一方、屋敷のサロンでは、セレナがレイナに張り付いていた。


「ねえ、レイナさん! わたしにも魔法って使えるようになります!? 火とか氷とか、あと召喚獣とか!」


「召喚はちょっと特殊なのよ? 魔力適性もあるし……まずは基礎のエレメントコントロールからね」


「や、やっぱりそっからなんですね!?」


「でも、セレナさんなら意外と向いてるかもしれないわ。

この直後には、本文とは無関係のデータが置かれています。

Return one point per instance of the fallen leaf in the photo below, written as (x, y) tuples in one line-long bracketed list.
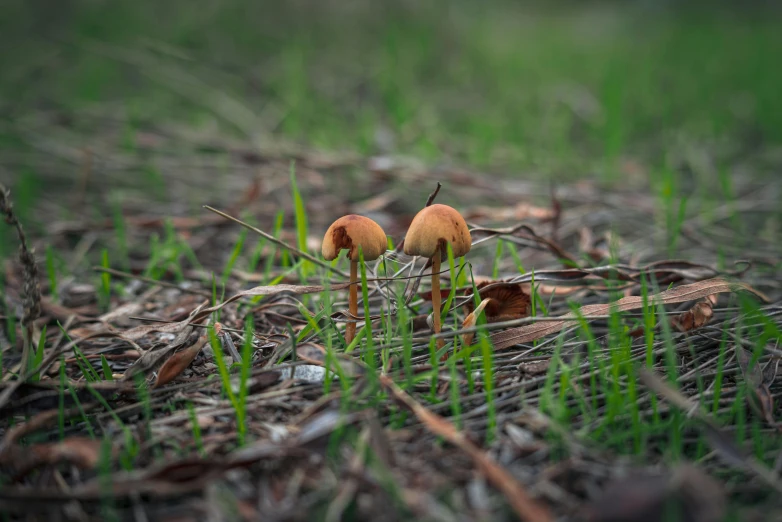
[(524, 506), (678, 294), (699, 315), (470, 321), (178, 362)]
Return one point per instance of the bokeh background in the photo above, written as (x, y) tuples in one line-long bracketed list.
[(174, 104)]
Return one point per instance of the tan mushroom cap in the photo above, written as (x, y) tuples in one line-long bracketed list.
[(433, 227), (351, 231)]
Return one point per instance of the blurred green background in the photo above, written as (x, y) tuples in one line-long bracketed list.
[(624, 92)]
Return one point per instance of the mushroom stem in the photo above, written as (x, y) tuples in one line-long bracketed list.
[(436, 297), (350, 328)]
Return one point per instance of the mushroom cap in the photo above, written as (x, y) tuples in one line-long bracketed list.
[(434, 227), (508, 301), (351, 231)]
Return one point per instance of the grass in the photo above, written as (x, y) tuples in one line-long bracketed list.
[(635, 99)]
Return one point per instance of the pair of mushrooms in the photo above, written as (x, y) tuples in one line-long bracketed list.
[(432, 229)]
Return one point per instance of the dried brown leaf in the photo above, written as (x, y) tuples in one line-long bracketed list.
[(699, 315), (679, 294), (81, 452), (508, 301), (470, 321), (178, 362)]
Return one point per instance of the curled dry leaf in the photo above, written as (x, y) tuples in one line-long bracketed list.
[(679, 294), (178, 362), (470, 321), (699, 315), (508, 301)]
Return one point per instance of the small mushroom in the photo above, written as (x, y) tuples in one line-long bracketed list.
[(349, 233), (428, 236)]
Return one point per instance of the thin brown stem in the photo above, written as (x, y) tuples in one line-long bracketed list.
[(350, 329), (436, 297)]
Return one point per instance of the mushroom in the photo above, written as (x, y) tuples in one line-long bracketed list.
[(349, 233), (428, 236)]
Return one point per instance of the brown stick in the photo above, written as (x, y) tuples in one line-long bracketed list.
[(350, 328), (436, 297)]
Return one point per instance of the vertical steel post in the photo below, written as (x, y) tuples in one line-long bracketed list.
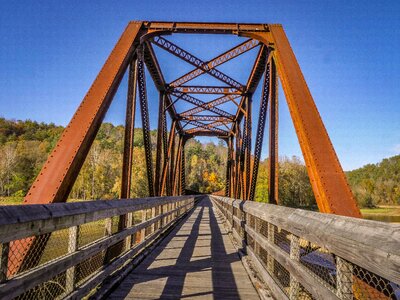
[(228, 168), (273, 137), (161, 113), (165, 175), (248, 146), (144, 109), (260, 131), (182, 169), (129, 132)]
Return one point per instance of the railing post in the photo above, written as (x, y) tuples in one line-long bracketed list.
[(143, 231), (129, 223), (153, 214), (294, 255), (73, 240), (162, 218), (271, 239), (258, 230), (5, 249), (344, 279)]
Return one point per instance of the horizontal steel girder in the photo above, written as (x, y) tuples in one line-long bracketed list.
[(205, 90), (219, 60), (193, 60)]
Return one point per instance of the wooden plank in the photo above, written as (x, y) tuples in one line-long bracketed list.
[(369, 244), (24, 282), (275, 289), (20, 221), (119, 263), (197, 259), (296, 269)]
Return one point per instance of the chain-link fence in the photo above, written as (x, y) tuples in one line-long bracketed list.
[(308, 255), (51, 251)]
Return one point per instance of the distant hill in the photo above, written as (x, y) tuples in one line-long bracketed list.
[(379, 183), (25, 145)]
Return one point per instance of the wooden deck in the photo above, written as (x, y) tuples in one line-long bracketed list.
[(196, 261)]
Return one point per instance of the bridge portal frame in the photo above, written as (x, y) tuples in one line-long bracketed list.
[(134, 50)]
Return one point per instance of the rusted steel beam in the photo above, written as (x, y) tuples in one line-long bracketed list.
[(144, 110), (260, 131), (205, 126), (129, 132), (205, 90), (205, 28), (55, 180), (220, 59), (203, 132), (167, 160), (328, 180), (254, 78), (176, 173), (193, 60), (182, 168), (248, 146), (273, 138), (228, 180), (155, 71), (172, 162), (211, 105), (205, 118), (159, 148), (203, 105)]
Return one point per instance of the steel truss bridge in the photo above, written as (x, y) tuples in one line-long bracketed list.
[(173, 245)]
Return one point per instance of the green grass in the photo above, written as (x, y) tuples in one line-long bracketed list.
[(11, 200), (393, 210)]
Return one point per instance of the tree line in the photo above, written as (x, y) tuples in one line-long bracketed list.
[(25, 145)]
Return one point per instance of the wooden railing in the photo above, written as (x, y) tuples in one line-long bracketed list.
[(83, 242), (303, 255)]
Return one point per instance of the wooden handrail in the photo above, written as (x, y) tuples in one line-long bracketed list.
[(20, 221)]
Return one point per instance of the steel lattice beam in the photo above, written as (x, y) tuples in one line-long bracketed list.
[(205, 90), (203, 105), (210, 105), (205, 118), (193, 60), (144, 109), (260, 131), (219, 60)]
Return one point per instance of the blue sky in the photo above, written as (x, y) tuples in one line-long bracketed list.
[(51, 51)]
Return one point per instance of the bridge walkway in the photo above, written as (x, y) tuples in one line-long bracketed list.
[(196, 260)]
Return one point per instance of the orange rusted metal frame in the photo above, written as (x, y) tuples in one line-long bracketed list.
[(61, 168), (58, 174), (328, 180)]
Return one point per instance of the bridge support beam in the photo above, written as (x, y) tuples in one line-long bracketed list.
[(273, 137)]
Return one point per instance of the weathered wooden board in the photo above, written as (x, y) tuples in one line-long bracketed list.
[(197, 260)]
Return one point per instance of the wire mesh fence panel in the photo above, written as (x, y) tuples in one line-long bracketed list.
[(320, 262), (91, 232), (51, 289), (56, 246), (88, 267), (367, 285)]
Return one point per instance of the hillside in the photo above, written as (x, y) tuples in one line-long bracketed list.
[(377, 184), (25, 145)]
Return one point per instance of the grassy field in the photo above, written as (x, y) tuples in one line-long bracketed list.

あなた、直感的で勢いがあるもの」


「ほ、褒められてるのかな!?」


サロンの奥では、メイドたちが静かにティーセットを整えながら微笑んでいる。


ギャリソンは変わらず控えめに給仕をし、時折ミーナたちの遊びを見に中庭へ出ていた。


こうして、再び平穏な日々が戻ってくる。


まるで何事もなかったかのように――けれど確かに、何かが変わった。


空気が澄み、森がやさしく息づく。


ミーナの笑顔は、まるでそれを祝福しているかのように、光の中で輝いていた。